LATE = Intent to Treat / Compliance rate
Execution in R
Call:
lm_robust(formula = got ~ treatment, data = data_1, se_type = "HC1")
Standard error type: HC1
Coefficients:
Estimate Std. Error t value Pr(>|t|) CI Lower CI Upper DF
(Intercept) 0.3000 0.1478 2.030 0.04769 0.003168 0.5968 50
treatmentTreatment 0.4143 0.1640 2.526 0.01474 0.084898 0.7437 50
Multiple R-squared: 0.115 , Adjusted R-squared: 0.09727
F-statistic: 6.382 on 1 and 50 DF, p-value: 0.01474
LATE <- 0.2285714/0.4142957
print(LATE)
[1] 0.5517108
Execution in Stata
"C://Data analysis"
cd use "Thornton data/Data/Thornton HIV Testing Data.dta", clear
generate treatment = cond(tinc>0, 1, 0)
label define treatment 0 "Control" 1 "Treatment"
label val treatment treatment
keep if hadsex12 == 1 & hiv2004 == 1
drop if missing(tinc) | missing(got) | missing(anycond)
regress got treatment, robust
"LATE =" 0.2285714/0.4142857 dis
. cd "C://Data analysis"
C:\Data analysis
. use "Thornton data/Data/Thornton HIV Testing Data.dta", clear
. generate treatment = cond(tinc>0, 1, 0)
. label define treatment 0 "Control" 1 "Treatment"
. label val treatment treatment
. keep if hadsex12 == 1 & hiv2004 == 1
(4,698 observations deleted)
. drop if missing(tinc) | missing(got) | missing(anycond)
(70 observations deleted)
. regress got treatment, robust
Linear regression Number of obs = 52
F(1, 50) = 6.38
Prob > F = 0.0147
R-squared = 0.1150
Root MSE = .46198
------------------------------------------------------------------------------
| Robust
got | Coef. Std. Err. t P>|t| [95% Conf. Interval]
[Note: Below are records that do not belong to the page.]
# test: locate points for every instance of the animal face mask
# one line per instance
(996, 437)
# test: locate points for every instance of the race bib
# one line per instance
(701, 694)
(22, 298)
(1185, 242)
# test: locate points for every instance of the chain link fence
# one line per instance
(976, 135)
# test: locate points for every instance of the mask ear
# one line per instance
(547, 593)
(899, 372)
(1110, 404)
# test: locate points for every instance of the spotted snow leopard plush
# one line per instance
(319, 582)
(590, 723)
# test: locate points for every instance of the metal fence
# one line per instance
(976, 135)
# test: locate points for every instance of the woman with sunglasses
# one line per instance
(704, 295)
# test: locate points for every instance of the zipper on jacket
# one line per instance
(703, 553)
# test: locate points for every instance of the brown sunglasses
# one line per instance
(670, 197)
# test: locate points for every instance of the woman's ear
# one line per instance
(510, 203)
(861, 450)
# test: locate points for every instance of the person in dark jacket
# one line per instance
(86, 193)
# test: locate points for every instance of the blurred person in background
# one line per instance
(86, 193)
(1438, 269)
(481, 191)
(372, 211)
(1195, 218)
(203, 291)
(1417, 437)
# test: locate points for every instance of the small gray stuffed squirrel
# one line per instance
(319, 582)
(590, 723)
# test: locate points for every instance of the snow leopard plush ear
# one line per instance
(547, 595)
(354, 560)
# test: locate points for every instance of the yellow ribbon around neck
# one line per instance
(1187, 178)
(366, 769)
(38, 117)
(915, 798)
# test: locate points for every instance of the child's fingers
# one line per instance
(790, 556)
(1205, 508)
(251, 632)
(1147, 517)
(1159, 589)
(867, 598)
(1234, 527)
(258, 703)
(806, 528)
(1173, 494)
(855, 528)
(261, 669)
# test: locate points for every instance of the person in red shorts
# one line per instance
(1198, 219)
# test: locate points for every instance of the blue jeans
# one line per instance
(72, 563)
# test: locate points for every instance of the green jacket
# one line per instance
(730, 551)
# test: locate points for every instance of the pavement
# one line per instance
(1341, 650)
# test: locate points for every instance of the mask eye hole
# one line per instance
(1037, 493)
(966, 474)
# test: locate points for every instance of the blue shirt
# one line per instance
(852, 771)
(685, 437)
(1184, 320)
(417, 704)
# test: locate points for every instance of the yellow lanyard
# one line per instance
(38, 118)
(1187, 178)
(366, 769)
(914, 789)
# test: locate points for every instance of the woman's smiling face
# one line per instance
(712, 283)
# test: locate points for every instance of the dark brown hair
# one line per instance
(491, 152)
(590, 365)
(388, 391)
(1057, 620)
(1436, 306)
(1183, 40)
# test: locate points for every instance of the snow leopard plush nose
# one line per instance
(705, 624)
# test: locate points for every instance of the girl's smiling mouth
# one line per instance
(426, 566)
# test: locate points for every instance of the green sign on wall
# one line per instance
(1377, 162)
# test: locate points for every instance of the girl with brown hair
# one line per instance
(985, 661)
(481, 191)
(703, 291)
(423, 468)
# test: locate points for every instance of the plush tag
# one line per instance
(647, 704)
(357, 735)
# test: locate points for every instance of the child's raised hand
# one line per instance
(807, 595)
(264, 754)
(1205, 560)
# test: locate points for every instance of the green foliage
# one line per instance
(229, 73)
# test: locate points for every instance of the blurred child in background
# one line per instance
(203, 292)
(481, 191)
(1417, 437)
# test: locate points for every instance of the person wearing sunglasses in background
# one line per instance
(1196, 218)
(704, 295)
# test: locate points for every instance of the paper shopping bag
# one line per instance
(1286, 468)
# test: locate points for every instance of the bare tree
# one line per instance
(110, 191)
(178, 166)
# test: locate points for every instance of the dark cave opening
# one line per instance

-------------+----------------------------------------------------------------
treatment | .4142857 .1639922 2.53 0.015 .0848976 .7436738
_cons | .3 .1477836 2.03 0.048 .0031679 .5968321
------------------------------------------------------------------------------
. dis "LATE =" 0.2285714/0.4142857
LATE =.55172409
The coefficient of treatment variable in this regression is equal to compliance rate that we calculated earlier. Amongst sexually active and HIV-positive respondents, we estimate that learning one’s HIV status increases the likelihood of purchasing condoms by about 55.17%. However, when we calculate the LATE estimate this way, we will not get the standard errors and we will not know if it is statistically significant. An alternative is to use the 2 SLS method to calculate the LATE effect.
Execution in R
Call:
iv_robust(formula = anycond ~ got | treatment, data = data_1,
se_type = "HC1")
Standard error type: HC1
Coefficients:
Estimate Std. Error t value Pr(>|t|) CI Lower CI Upper DF
(Intercept) 0.03448 0.1561 0.2208 0.82612 -0.279152 0.3481 50
got 0.55172 0.2729 2.0219 0.04855 0.003643 1.0998 50
Multiple R-squared: 0.1776 , Adjusted R-squared: 0.1612
F-statistic: 4.088 on 1 and 50 DF, p-value: 0.04855
Execution in Stata
"C://Data analysis"
cd use "Thornton data/Data/Thornton HIV Testing Data.dta", clear
generate treatment = cond(tinc>0, 1, 0)
label define treatment 0 "Control" 1 "Treatment"
label val treatment treatment
keep if hadsex12 == 1 & hiv2004 == 1
drop if missing(tinc) | missing(got) | missing(anycond)
robust ivregress 2sls anycond (got = treatment),
. cd "C://Data analysis"
C:\Data analysis
. use "Thornton data/Data/Thornton HIV Testing Data.dta", clear
. generate treatment = cond(tinc>0, 1, 0)
. label define treatment 0 "Control" 1 "Treatment"
. label val treatment treatment
. keep if hadsex12 == 1 & hiv2004 == 1
(4,698 observations deleted)
. drop if missing(tinc) | missing(got) | missing(anycond)
(70 observations deleted)
. ivregress 2sls anycond (got = treatment), robust
Instrumental variables (2SLS) regression Number of obs = 52
Wald chi2(1) = 4.25
Prob > chi2 = 0.0392
R-squared = 0.1776
Root MSE = .44118
------------------------------------------------------------------------------
| Robust
anycond | Coef. Std. Err. z P>|z| [95% Conf. Interval]
-------------+----------------------------------------------------------------
got | .5517241 .2675736 2.06 0.039 .0272896 1.076159
_cons | .0344828 .1531167 0.23 0.822 -.2656204 .3345859
------------------------------------------------------------------------------
Instrumented: got
Instruments: treatment
The coefficient of got in the regression and the calculated value for the LATE estimate are the same. The 2SLS regression estimates a p-value of 0.039 for got. Therefore, we can conclude that learning about one’s HIV-positive status increases the likelihood of purchasing condoms by a statistically significant margin.